Suscita però un certo sconcerto leggere il duro appello, sottoscritto da ben 327 persone, “sopravvissute alla Shoah”, ripreso da vari mezzi di comunicazione internazionali, nel quale, fra l’altro, si legge: “Come ebrei sopravvissuti e discendenti di sopravvissuti e vittime del genocidio nazista, inequivocabilmente condanniamo il massacro di palestinesi a Gaza e l’attuale occupazione e colonizzazione della storica Palestina”. Un comunicato pubblicato, a pagamento, dopo che Elie Wiesel, in un precedente messaggio, aveva scritto le seguenti parole: “Nella mia vita ho visto bambini ebrei gettati nel fuoco e adesso vedo bambini usati come scudi umani, da fedeli al culto della morte non dissimili da coloro che venerano Moloch. Questa non è una battaglia di ebrei contro arabi o di Israele contro i palestinesi. È una battaglia tra coloro che celebrano la vita contro i campioni della morte. È la civilizzazione contro la barbarie”.
Mi interessa fino a un certo punto la verifica dei numeri e delle storie personali dei firmatari, apprendere che, come è stato rivelato, di loro i veri sopravvissuti sarebbero non più di una ventina. Se l’essere ebreo non è un titolo d’onore, non lo è neanche il ruolo di sopravvissuto. Nessuno ha il mandato di rappresentanza dei sei milioni di vittime. Ognuno è responsabile solo per quello che dice e fa. Diversi dei firmatari, è stato notato, hanno paragonato il sionismo al nazismo, hanno personalmente partecipato ad azioni aggressive e violente contro Israele, hanno intrattenuto e intrattengono diretti rapporti di collaborazione con terroristi attivi. Io li giudico per questo, e soltanto per questo, non per il loro essere ebrei, o sopravvissuti.

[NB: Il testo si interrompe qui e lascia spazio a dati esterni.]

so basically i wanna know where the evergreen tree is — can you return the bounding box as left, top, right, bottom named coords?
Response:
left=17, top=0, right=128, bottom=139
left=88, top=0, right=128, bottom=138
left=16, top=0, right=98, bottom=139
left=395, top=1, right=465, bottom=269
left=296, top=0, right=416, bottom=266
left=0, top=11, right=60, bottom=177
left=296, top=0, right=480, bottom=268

Il comunicato dei 327, comprensibilmente, ha suscitato forti reazione di critica e riprovazione. Ma non mi interessano i numeri, non voglio fare il conto di chi sta “di qua” e chi “di là”, non traccerei mai una linea di distinzione tra ebrei è ‘buoni’ e ‘cattivi’. È stato fatto tante volte, nella storia, e sono ricordi molto tristi. Per me, semplicemente, ci sono due modi di rapportarsi alle vittime: quello di chi dice: “ti hanno ucciso perché eri solo, inerme, indifeso, lo considero un crimine, e vorrei tanto che avessi avuto la possibilità di difenderti”; e quello di chi, invece, dice: “ti hanno ucciso, hanno fatto male a farlo, ma se ti fossi difeso saresti passato dalla parte del torto, perché tu mi piaci proprio per il fatto che sei solo, inerme, indifeso. Guai se cambi”.
Non ho mai parlato di “ebrei contro Israele”, e non, sia chiaro, perché il problema non esista, ma semplicemente perché mi sembra discutibile etichettare qualcuno in quanto ebreo o non ebreo. Così non voglio parlare di “sopravvissuti contro Israele”. Ci sono degli essere umani, semplicemente, che, a mio giudizio, non usano rispetto verso la memoria della Shoah. Un patrimonio che, da umile ‘goj’, credo che appartenga anche a me, e che credo di avere il diritto, come chiunque altro, di difendere.